Shyra llegó a mi vida como un regalo silencioso, de esos que no se anuncian con fuegos artificiales, pero que transforman todo lo que tocan. Desde el primer día, con su mirada limpia y su energía juguetona, supe que no era solo un animal, ni una compañía pasajera: ella era mi amiga, mi confidente, mi sombra luminosa.
Durante dieciocho años caminamos juntas. Dieciocho años que parecen eternos y a la vez se me hacen un suspiro ahora que han terminado. En todo ese tiempo, Shyra fue mucho más que presencia. Era fuerza cuando yo no la tenía, era juego cuando el mundo pesaba demasiado, era calor cuando mi tristeza me dejaba fría por dentro. Siempre supo leerme sin necesidad de palabras: si estaba rota por dentro, ella simplemente se sentaba a mi lado, respirando conmigo, recordándome que no necesitaba nada más que esa compañía fiel para volver a encontrar fuerzas.
Shyra no conocía el rencor, ni la queja. Incluso cuando los años fueron marcando su cuerpo, cuando la vejez parecía querer detenerla, ella seguía mirando con la chispa de siempre, con esa manía preciosa de querer jugar, de traerme a la vida con su energía. Había algo en ella que no envejecía nunca: su capacidad de alegría pura.
Ayer llegó el momento que nunca quise imaginar. La vi luchar por respirar, la vi cansada, y mis manos no podían sostener el tiempo ni detener lo inevitable. Se me estaba escapando entre los dedos, y yo solo podía acompañarla, como ella me acompañó siempre a mí. Esa última noche se quedó grabada en mi piel: el silencio, su esfuerzo, y el vacío que dejó cuando su cuerpo finalmente se rindió. Shyra murió, y con ella murió también un pedazo de mi corazón.
No habrá más carreras detrás de mí, ni juegos inesperados, ni esa manera suya de clavarme los ojos cuando sabía que yo estaba triste. La casa se siente más grande y más vacía, como si las paredes mismas la extrañaran. Y, sin embargo, entre lágrimas, también hay gratitud. Porque Shyra vivió dieciocho años llenos, plenos, hermosos. Vivió como quiso: fuerte, alegre, libre, siempre dispuesta a regalar amor.
Yo no puedo quedarme en la tristeza de haberla perdido, porque lo que ella me enseñó es justo lo contrario. Me enseñó a disfrutar el instante, a quedarme con lo luminoso, a jugar incluso cuando todo parece derrumbarse. Así que hoy la lloro, pero también sonrío. Porque Shyra fue mi compañera de vida, mi fuerza, mi amiga. Porque compartimos dieciocho años que nadie me podrá quitar.

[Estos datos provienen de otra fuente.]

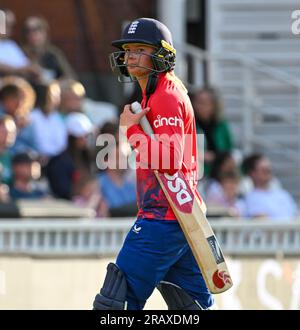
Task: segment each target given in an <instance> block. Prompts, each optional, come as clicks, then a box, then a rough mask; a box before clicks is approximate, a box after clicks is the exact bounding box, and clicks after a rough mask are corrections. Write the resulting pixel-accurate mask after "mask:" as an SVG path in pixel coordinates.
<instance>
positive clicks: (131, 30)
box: [127, 21, 139, 34]
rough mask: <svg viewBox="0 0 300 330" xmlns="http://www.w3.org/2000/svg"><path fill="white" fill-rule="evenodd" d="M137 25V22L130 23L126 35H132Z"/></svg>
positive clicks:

Y cuando el dolor de su ausencia me ahogue, volveré a sus recuerdos: a los juegos, a sus ojos brillantes, a la manera en que siempre, siempre estaba a mi lado. Porque Shyra no se ha ido del todo. Ella sigue viva en mí, en cada recuerdo bonito, en cada pedacito de mi alma que guarda su nombre.
Se fue un pedazo de mi corazón, sí. Pero lo que queda late con fuerza porque estuvo ella. Y por eso, aunque la tristeza me acompañe, también lo hará la alegría de haberla tenido, de haberla amado y de saber que le di la mejor vida posible.
Shyra fue y será siempre mi compañera. Y su recuerdo, mi tesoro más grande.